NASA Earth banner

Mission Earth, not Mars

Population Matters Director Robin Maynard challenges Elon Musk’s claim that the “real issue” is not overpopulation but an “ageing and declining population”.

Few would question Elon Musk’s extraordinary achievements as a visionary thinker and entrepreneur: enabling rapid, secure online payment technology, transforming electric vehicles into attractive supercars with mass-market appeal, and pioneering space travel outside of government control. In a recent tweet, coinciding with the publication of the latest statistics from the UN’s Population Division, Musk blasts off into the sphere of ongoing human population growth, downplaying its impacts upon our currently still living, green and biodiverse planet (compared to the red, dead, distant and deadly one, Mars, that Musk is so preoccupied with).

The UN projects that the global human population will increase by a further 2 billion over the next 30 years to 9.7 billion, possibly peaking at just under 11 billion by the end of the century. Those are the median figures – the UN’s 95% certainty estimates give a range of a low of 9.4 billion people on our planet by 2100 and a high of 12.7 billion. A difference of over 3 billion people. Other UN projections in the series offer an even greater disparity between high and low projections, depending on a range of factors.

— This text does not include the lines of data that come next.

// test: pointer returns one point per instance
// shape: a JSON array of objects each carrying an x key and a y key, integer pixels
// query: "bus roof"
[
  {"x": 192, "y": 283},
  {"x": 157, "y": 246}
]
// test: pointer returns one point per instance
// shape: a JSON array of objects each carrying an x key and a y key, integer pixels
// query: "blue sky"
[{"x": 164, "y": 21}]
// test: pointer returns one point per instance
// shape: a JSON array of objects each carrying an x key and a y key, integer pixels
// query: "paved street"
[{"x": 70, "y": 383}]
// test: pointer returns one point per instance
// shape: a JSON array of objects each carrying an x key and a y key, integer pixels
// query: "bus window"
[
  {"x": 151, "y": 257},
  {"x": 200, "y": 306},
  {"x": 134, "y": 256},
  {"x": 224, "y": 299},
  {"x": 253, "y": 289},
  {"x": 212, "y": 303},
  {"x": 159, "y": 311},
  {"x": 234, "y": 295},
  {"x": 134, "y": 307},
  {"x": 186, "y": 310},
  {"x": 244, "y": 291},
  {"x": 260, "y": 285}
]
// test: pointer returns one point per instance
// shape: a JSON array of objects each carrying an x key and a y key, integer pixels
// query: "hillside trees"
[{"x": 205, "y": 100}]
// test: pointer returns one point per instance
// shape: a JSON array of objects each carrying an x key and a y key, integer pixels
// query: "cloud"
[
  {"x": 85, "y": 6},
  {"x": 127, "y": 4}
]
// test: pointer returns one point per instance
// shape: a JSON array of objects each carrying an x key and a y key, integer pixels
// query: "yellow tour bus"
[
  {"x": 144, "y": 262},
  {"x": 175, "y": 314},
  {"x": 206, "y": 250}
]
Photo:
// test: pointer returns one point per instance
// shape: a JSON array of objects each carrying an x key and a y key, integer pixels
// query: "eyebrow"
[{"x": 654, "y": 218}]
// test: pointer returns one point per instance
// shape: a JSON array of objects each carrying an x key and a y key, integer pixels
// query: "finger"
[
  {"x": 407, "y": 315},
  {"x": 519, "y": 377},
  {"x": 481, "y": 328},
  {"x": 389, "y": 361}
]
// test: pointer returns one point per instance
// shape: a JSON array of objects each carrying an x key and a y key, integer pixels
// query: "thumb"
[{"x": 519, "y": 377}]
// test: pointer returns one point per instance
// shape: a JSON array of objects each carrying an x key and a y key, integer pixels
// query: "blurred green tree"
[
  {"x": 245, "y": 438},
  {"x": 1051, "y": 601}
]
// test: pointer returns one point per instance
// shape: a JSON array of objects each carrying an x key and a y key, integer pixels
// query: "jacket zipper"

Contrasting to those projections, Musk cites a 2012 article by the highly-respected scientist Jorgen Randers, co-author of the seminal 1972 report Limits to Growth, to support Musk’s view that an “ageing and declining world population” will be the “real issue” by 2050, not overpopulation. This is in direct contradiction to the concerns Randers set out in his article adapted from a lecture given as part of the University of Cambridge’s Sustainable Development series:

“If I could persuade you of one thing, it should be this: the world is small and fragile, and humanity is huge, dangerous and powerful. This is a total reversal of the biblical perspective on humanity, and the way in which man has thought during most of his presence on Earth. But this is the perspective we need to take if we’re to be sure that sustainability emerges or, at least, that the world as we know it survives for a couple of hundred more years.”

Person looking at stars
Person looking at stars

With 7.7 billion people on Earth currently, our planet is already under considerable stress, as accelerating climate change and biodiversity loss demonstrate. Although Randers’ population projections differ from the UN ones in that he predicted a peak in 2040 at 8.1 billion people, followed by a decline, he is unequivocal about the ongoing negative effects of human population pressure: “…in 2050, I am afraid there will be no real nature outside parks. Most untouched nature will be inside protected areas. Everything outside will either have been cut down or used for agriculture or urban areas.”

He describes his methodology as being “much less of a scientific activity than the type of scenario analysis I commonly do”, and as “educated guesswork”. But he does not shy away from reaching concrete conclusions and proposing clear personal actions:

“First, have fewer children, and that’s particularly important when you’re rich. My daughter, who is 29 and Norwegian, is the most dangerous animal on the surface of the Earth. She consumes between 10-30 times as many resources and generates 10-30 times as much pollution as an Indian child. So, it’s much more important to have one less rich kid than it is to have 10-30 fewer Indians. I’m serious. Population control in the rich world should be the prime focus.” 

A positive, personal action and choice supported and promoted by Population Matters, but not one apparently acknowledged or adopted by Elon Musk.